US: Mixed Signals for Fed Policy Outlook - MUFG
Lee Hardman, Currency Analyst at MUFG, notes that the US dollar has
remained on a firmer footing in the Asian trading session having
rebounded more notably against commodity-related and emerging market
currencies so far this week.
“The US dollar has been firming for a little longer against Asian currencies as evident by the Asian dollar index which peaked on the 19th April. The US dollar is unlikely to extend gains much further ahead of tomorrow’s NFP report which could prove crucial in determining whether the recent rebound is sustained.
Market participants remain wary understandably that the NFP report will reveal some softening of employment growth which could weigh on the US dollar. Still solid employment growth does not appear fully consistent with recent weaker economic activity. At some point the marked divergence in performance is likely to be narrowed by either employment growth slowing or the US economy picking back up.

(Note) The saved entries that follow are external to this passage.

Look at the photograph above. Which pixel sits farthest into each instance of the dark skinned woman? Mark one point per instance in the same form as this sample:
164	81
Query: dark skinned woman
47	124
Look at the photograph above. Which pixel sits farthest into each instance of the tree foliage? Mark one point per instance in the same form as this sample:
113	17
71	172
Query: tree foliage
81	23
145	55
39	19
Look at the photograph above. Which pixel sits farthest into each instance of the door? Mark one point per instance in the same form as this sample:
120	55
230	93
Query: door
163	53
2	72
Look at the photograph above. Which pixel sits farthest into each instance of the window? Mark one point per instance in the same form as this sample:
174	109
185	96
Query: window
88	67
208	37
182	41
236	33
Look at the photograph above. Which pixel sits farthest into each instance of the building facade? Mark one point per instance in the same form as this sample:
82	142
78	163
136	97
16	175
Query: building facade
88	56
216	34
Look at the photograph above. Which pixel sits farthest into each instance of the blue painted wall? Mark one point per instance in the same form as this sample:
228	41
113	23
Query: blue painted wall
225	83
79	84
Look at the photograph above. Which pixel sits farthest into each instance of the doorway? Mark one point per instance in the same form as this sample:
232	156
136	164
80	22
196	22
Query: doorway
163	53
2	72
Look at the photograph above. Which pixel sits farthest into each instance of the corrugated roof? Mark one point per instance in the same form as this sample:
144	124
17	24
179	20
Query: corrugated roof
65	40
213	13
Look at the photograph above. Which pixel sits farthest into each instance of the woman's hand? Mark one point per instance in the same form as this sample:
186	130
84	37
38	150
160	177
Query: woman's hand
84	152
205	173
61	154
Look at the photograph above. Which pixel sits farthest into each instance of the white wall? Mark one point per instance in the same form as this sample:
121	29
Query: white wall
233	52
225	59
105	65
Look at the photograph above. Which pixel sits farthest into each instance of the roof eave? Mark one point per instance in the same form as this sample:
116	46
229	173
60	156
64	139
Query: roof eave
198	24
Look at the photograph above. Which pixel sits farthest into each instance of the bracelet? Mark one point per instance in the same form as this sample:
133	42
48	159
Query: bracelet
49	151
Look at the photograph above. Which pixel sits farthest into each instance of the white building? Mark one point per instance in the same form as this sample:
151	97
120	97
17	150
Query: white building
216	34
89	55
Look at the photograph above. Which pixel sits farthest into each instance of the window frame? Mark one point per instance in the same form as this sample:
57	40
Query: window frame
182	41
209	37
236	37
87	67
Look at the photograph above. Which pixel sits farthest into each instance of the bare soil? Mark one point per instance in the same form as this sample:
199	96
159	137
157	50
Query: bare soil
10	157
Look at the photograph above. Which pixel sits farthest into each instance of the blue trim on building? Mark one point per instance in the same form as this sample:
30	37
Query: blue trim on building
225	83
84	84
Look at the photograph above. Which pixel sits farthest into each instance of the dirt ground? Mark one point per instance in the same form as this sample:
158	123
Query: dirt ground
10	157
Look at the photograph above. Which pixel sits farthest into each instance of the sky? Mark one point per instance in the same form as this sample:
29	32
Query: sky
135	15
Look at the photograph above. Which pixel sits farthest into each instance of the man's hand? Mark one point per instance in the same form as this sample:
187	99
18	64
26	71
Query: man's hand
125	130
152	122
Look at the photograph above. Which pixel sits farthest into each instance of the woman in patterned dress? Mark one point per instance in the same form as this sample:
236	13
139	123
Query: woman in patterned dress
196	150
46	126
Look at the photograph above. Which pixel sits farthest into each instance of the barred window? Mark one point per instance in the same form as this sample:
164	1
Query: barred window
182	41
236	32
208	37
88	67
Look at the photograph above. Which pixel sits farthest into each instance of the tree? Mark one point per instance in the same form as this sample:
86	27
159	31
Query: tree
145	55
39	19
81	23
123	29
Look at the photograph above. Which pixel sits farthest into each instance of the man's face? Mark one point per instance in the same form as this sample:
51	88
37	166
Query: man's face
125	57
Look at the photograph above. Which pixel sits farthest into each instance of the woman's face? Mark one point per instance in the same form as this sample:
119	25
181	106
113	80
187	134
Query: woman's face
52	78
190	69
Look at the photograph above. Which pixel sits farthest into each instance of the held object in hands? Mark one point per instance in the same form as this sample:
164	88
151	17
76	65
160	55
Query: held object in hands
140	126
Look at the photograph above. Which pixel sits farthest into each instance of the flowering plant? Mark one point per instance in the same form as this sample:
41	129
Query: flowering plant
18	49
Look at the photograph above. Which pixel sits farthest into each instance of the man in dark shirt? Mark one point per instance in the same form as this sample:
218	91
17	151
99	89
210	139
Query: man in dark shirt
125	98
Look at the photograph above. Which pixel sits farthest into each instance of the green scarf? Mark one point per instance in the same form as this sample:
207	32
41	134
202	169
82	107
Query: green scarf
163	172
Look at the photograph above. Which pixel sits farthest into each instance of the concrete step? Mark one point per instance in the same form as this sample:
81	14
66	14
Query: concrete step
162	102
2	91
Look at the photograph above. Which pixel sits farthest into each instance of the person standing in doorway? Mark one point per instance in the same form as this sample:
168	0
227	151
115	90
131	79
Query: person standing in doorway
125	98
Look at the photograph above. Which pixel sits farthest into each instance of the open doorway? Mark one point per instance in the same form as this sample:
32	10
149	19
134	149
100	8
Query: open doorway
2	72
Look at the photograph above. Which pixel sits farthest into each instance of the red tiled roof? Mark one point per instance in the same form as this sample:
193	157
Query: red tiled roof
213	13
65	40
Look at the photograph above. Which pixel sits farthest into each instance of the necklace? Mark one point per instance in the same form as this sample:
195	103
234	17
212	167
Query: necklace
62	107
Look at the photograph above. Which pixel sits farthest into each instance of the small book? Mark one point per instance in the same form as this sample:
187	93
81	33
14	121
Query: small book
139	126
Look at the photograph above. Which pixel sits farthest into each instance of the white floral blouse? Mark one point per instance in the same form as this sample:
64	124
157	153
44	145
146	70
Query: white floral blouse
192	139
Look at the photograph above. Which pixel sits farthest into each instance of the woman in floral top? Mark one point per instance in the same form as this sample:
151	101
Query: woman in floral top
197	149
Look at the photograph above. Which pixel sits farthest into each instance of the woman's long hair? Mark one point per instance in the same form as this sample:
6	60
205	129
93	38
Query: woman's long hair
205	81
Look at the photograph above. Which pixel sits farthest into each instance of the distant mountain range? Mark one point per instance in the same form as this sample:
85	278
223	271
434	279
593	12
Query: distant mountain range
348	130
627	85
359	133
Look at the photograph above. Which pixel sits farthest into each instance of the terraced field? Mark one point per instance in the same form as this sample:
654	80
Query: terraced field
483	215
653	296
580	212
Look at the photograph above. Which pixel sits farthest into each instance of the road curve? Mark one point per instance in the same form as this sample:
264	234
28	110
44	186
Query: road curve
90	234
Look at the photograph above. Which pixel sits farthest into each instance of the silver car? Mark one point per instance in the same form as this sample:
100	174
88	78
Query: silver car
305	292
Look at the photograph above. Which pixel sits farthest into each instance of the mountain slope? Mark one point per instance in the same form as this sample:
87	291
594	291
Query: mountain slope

The economic data releases yesterday failed to provide much further clarity on the current policy dilemma. The ADP survey revealed that private employment growth likely softened in April but should still remain relatively solid. However, the clarity of the signal is questionable as the early timing of Easter this year may have played a role in dampening estimated employment growth in the ADP survey which should not be as evident in the NFP report. Secondly, the ADP survey has tended recently to underestimate NFP private employment growth.
The release yesterday of the latest non-manufacturing survey provided a more positive signal revealing that business confidence increased for the second consecutive month in April by a larger than expected 1.2 point to 55.7. As a result the sharp decline in confidence from earlier this year which heightened recession concerns has now been almost fully reversed.
The survey provides further reassurance that the US economy is likely to rebound in the coming quarter after the weak start to the calendar year. It was also notable that the employment sub-component rebounded more sharply by 2.7 point to 53.0 in April. The reading is till consistent with softer employment growth but provides some welcome relief after the worryingly weak readings in the previous two months. Admittedly, it did not provide a very accurate signal as employment growth remained solid.”